Some people become angry and that anger is with them 24 hours a day. They feel full of rage and out of control at times- not knowing what will set them off next, but knowing that they can’t always control their reactions. Some people cry and cry until they pass out or exhaust themselves into staring at the wall. Either way, some cry until they are emotionally drained on a daily basis. These are all extreme reactions to the symptoms of this disorder, but they are also very common reactions. Most people who have PTSD have experienced most or all of these symptoms on some level.
PTSD will change every aspect of your personality. Suffering from post traumatic stress doesn’t mean that something scary happened and now the person merely feels jittery and unsure. Biologically, the brain is working very hard to process experiences that it can barely comprehend; let alone categorize. Because of the severity of that event, the brain is physiologically altered. Some areas of the brain that are responsible for memory and emotion become severely damaged. Complex neurological pathways are distorted. The body either repairs them or forms new pathways and this can lead to changes in temperament, personality traits, preferences, and perspectives.
This is why nearly everyone who has PTSD and their friends and families say that they are no longer the same person. They are correct. They don’t feel the same. They don’t think the same. They are not the same person and may never be that person again. They have to rediscover who they are, which can be a long process.

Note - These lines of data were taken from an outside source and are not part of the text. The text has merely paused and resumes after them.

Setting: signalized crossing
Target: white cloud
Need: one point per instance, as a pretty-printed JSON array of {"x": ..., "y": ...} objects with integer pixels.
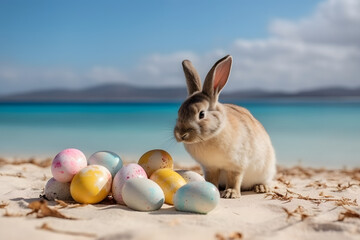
[{"x": 319, "y": 50}]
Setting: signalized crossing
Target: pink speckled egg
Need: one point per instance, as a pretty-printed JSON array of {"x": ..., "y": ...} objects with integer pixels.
[
  {"x": 67, "y": 163},
  {"x": 127, "y": 172}
]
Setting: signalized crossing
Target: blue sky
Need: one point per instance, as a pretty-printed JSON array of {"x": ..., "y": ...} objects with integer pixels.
[{"x": 94, "y": 42}]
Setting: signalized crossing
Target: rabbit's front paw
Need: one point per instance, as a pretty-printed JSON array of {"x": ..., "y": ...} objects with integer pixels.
[
  {"x": 231, "y": 193},
  {"x": 261, "y": 188}
]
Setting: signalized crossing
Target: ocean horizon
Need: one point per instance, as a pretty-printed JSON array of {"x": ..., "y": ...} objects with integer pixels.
[{"x": 319, "y": 133}]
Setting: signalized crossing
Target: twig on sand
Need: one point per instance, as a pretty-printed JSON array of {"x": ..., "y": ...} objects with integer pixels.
[
  {"x": 40, "y": 163},
  {"x": 299, "y": 211},
  {"x": 19, "y": 175},
  {"x": 290, "y": 195},
  {"x": 341, "y": 187},
  {"x": 43, "y": 210},
  {"x": 349, "y": 213},
  {"x": 7, "y": 214},
  {"x": 62, "y": 204},
  {"x": 3, "y": 204},
  {"x": 46, "y": 227},
  {"x": 233, "y": 236}
]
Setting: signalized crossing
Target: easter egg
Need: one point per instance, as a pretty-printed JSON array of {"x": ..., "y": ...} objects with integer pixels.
[
  {"x": 57, "y": 190},
  {"x": 169, "y": 181},
  {"x": 67, "y": 163},
  {"x": 91, "y": 185},
  {"x": 127, "y": 172},
  {"x": 107, "y": 159},
  {"x": 142, "y": 194},
  {"x": 154, "y": 160},
  {"x": 197, "y": 197},
  {"x": 190, "y": 176}
]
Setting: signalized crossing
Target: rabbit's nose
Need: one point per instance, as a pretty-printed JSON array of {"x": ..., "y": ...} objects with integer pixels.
[{"x": 184, "y": 136}]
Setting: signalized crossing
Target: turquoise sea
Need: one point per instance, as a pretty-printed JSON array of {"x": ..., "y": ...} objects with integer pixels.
[{"x": 315, "y": 133}]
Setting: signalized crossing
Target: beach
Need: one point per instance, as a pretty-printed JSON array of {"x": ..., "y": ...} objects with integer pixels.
[{"x": 305, "y": 203}]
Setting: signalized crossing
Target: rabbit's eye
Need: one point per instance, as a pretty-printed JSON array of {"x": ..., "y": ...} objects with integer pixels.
[{"x": 201, "y": 114}]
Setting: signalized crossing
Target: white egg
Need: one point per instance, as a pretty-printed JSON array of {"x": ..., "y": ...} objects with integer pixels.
[
  {"x": 199, "y": 197},
  {"x": 190, "y": 176},
  {"x": 142, "y": 194},
  {"x": 57, "y": 190}
]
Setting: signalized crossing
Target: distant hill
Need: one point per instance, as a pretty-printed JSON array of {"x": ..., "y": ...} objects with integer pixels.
[{"x": 129, "y": 93}]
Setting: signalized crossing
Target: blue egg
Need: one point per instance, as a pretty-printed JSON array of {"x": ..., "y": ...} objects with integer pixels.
[
  {"x": 108, "y": 159},
  {"x": 197, "y": 197}
]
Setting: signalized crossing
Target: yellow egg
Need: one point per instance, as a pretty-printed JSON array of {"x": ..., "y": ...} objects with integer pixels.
[
  {"x": 91, "y": 185},
  {"x": 154, "y": 160},
  {"x": 169, "y": 181}
]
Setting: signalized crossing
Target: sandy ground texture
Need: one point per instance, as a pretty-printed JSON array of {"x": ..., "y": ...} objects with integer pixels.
[{"x": 305, "y": 203}]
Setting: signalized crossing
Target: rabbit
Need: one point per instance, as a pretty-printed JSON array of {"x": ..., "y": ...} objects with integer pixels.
[{"x": 223, "y": 138}]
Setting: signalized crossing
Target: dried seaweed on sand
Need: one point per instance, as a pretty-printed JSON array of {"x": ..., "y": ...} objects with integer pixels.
[
  {"x": 7, "y": 214},
  {"x": 349, "y": 213},
  {"x": 289, "y": 195},
  {"x": 299, "y": 211},
  {"x": 3, "y": 204},
  {"x": 40, "y": 163},
  {"x": 232, "y": 236},
  {"x": 46, "y": 227},
  {"x": 62, "y": 204},
  {"x": 41, "y": 209},
  {"x": 19, "y": 175},
  {"x": 341, "y": 187},
  {"x": 279, "y": 196}
]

does not mean that you return to your former mental self unchanged and unscathed. A big part of healing means that you discover and develop new traits, talents, interests, and perspectives. This can be very tough to accept without having gone through a proper grieving process first. Once you accept that your personality and the way that you relate to the world are now coming from a different perspective, your brain will initiate the rest of the healing process.
If you take a positive view of this concept, you may find that you enjoy getting to know yourself again. It is a progression that takes time, observation, and patience. Think of it as a mental journey to rediscover who you are and how you roll. Along the way, you could find that your sense of humor has merely been hiding and your creativity and zest are not all that far away.